GenAIRR support for various species is till under development, specific use cases or unique data requirements may necessitate creating a custom DataConfig instance. This guide will help you understand how to build a custom DataConfig instance to simulate sequences tailored to your reference files and empirical distributions.

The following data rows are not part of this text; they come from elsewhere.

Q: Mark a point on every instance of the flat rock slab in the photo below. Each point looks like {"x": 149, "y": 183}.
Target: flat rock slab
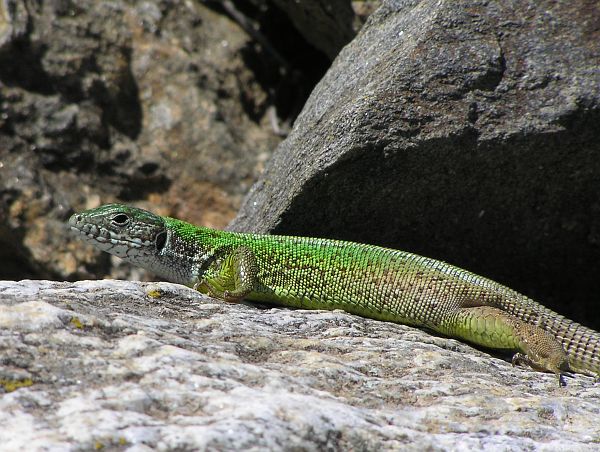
{"x": 141, "y": 366}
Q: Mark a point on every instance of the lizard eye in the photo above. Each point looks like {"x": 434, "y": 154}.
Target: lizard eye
{"x": 120, "y": 219}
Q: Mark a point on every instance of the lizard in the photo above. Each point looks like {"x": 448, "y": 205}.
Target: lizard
{"x": 367, "y": 280}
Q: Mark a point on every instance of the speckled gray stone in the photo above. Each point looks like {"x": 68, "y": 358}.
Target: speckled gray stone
{"x": 157, "y": 366}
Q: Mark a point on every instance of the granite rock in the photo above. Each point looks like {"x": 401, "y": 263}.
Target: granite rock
{"x": 156, "y": 366}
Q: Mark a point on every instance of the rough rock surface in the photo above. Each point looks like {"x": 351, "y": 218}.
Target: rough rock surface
{"x": 156, "y": 366}
{"x": 169, "y": 104}
{"x": 467, "y": 131}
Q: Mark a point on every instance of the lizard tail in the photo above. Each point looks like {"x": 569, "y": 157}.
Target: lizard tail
{"x": 581, "y": 344}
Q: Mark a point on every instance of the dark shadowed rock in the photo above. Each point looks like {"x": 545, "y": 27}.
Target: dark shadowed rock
{"x": 117, "y": 365}
{"x": 467, "y": 131}
{"x": 326, "y": 24}
{"x": 165, "y": 104}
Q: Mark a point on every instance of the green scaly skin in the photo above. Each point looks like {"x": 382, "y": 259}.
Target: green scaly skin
{"x": 367, "y": 280}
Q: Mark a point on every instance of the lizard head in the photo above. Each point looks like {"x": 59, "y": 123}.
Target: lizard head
{"x": 133, "y": 234}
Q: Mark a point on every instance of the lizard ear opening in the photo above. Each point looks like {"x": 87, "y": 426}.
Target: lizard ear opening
{"x": 161, "y": 240}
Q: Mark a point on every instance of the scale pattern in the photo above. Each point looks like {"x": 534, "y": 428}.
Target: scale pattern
{"x": 371, "y": 281}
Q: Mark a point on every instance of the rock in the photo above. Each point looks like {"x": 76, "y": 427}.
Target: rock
{"x": 144, "y": 366}
{"x": 467, "y": 131}
{"x": 328, "y": 25}
{"x": 164, "y": 104}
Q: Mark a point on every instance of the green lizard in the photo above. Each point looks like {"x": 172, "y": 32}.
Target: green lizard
{"x": 367, "y": 280}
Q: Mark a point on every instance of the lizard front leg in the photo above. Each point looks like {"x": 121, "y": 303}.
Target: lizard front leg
{"x": 232, "y": 277}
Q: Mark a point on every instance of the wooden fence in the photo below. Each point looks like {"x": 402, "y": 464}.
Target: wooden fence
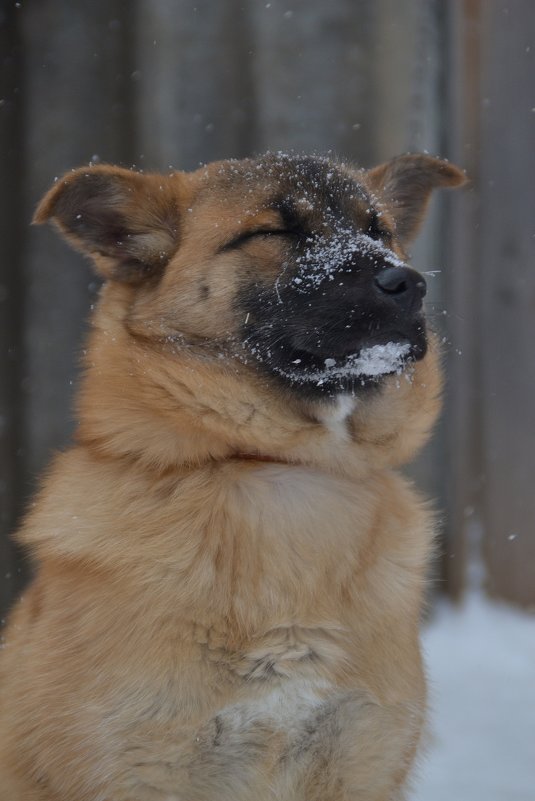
{"x": 154, "y": 83}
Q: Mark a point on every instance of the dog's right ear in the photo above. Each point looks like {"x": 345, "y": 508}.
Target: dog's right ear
{"x": 126, "y": 221}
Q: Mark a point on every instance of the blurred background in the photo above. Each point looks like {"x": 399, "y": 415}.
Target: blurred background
{"x": 160, "y": 84}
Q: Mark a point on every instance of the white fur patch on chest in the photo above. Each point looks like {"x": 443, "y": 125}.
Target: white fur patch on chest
{"x": 285, "y": 706}
{"x": 335, "y": 416}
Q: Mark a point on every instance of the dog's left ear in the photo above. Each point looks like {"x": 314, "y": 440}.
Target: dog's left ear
{"x": 126, "y": 221}
{"x": 405, "y": 184}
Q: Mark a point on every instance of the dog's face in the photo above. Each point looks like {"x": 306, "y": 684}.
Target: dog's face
{"x": 293, "y": 265}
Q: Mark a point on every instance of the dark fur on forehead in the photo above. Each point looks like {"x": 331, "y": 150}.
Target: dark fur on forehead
{"x": 298, "y": 187}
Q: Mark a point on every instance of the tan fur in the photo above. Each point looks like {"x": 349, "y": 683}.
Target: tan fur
{"x": 202, "y": 625}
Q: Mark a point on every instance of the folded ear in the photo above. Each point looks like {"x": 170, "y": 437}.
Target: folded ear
{"x": 126, "y": 221}
{"x": 405, "y": 185}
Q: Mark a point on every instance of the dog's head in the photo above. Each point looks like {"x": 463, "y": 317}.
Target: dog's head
{"x": 293, "y": 269}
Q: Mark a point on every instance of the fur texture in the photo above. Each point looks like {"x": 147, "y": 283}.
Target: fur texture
{"x": 229, "y": 569}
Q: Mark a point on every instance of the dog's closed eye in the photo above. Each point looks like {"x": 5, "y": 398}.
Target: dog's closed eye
{"x": 245, "y": 236}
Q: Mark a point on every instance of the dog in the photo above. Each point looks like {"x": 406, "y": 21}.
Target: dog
{"x": 229, "y": 569}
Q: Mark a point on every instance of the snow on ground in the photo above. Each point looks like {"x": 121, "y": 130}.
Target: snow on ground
{"x": 481, "y": 667}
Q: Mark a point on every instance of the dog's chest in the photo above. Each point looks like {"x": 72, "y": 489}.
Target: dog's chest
{"x": 260, "y": 746}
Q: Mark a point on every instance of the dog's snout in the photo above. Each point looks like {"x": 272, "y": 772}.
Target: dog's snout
{"x": 402, "y": 284}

Before diving into the calculations for each parameter, let’s first examine the structure of the DataConfig class and the attributes it contains:

def __init__(self):
    # Config Variables
    self.trim_dicts = {}
    self.NP_transitions = {}
    self.NP_first_bases = {}
    self.NP_lengths = {}
    self.kmer_dicts = {}
    self.v_alleles = None
    self.d_alleles = None
    self.j_alleles = None
    self.c_alleles = None
    self.name = None

    self.correction_maps = dict()
    self.asc_tables = dict()

This constructor outlines the essential attributes in a DataConfig instance, which you will need to populate with your specific data in the format discussed below.

NOTE - After elaborating on all attributes there is a guide on how to use an automation we wrote for your convenience that will manage the creation of all these parts for you. Scroll down to Automated DataConfig Creation for details.

Attribute Breakdown

trim_dicts

  • Description: A nested dictionary holding the probability distributions for different trimming lengths of alleles during V(D)J recombination.
  • Structure:
  • The top level should have keys representing allele types and the side being trimmed: ['V_3', 'D_5', 'D_3', 'J_5', 'C_3']. For example, V_3 represents the 3' end trimming of the V allele.
  • The second level should have keys for each allele family or ASC (Allele Cluster), such as 'IGHVF1', 'IGHVF2', etc., for a BCR heavy chain.
  • The third level should include specific gene names under each family/ASC, such as 'IGHVF10-G33', 'IGHVF10-G34', etc.

Example: Accessing trim_dicts in your custom DataConfig instance:

dataconfig.trim_dicts['V_3']['some_family/asc']['some_gene_of_the_same_family']

This should return a dictionary mapping trimming lengths to their likelihoods:

defaultdict(float, {
    0: 0.47,
    1: 0.26,
    2: 0.095,
    3: 0.1,
    4: 0.026,
    5: 0.017,
    6: 0.0091,
    7: 0.004,
    8: 0.004,
    9: 0.0015,
    ...
})

Explanation of Each Level

  1. Top Level: Specifies which part of the allele is being trimmed (e.g., V_3 for the 3' end of V alleles).
  2. Second Level: Contains keys for each allele family or ASC, grouping genes under a common classification.
  3. Third Level: Lists the specific genes within each family or ASC. The values are dictionaries mapping trimming lengths (keys) to their likelihoods (values).

How to Populate trim_dicts

  • Data Collection: Derive the likelihood of different trimming lengths from empirical data or computational predictions.
  • Data Formatting: Ensure the values are stored as dictionaries with keys ranging from 0 to the maximum trimming length and values as the probabilities.
  • Valid Likelihood Distribution: Ensure the values are stored at the final dictionary sum to 1.

NP_transitions

The NP_transitions attribute defines a first-order Markov chain that guides GenAIRR in simulating the NP region segments of sequences. It is structured as a nested dictionary with transition probabilities to model nucleotide occurrences at different positions in the NP regions.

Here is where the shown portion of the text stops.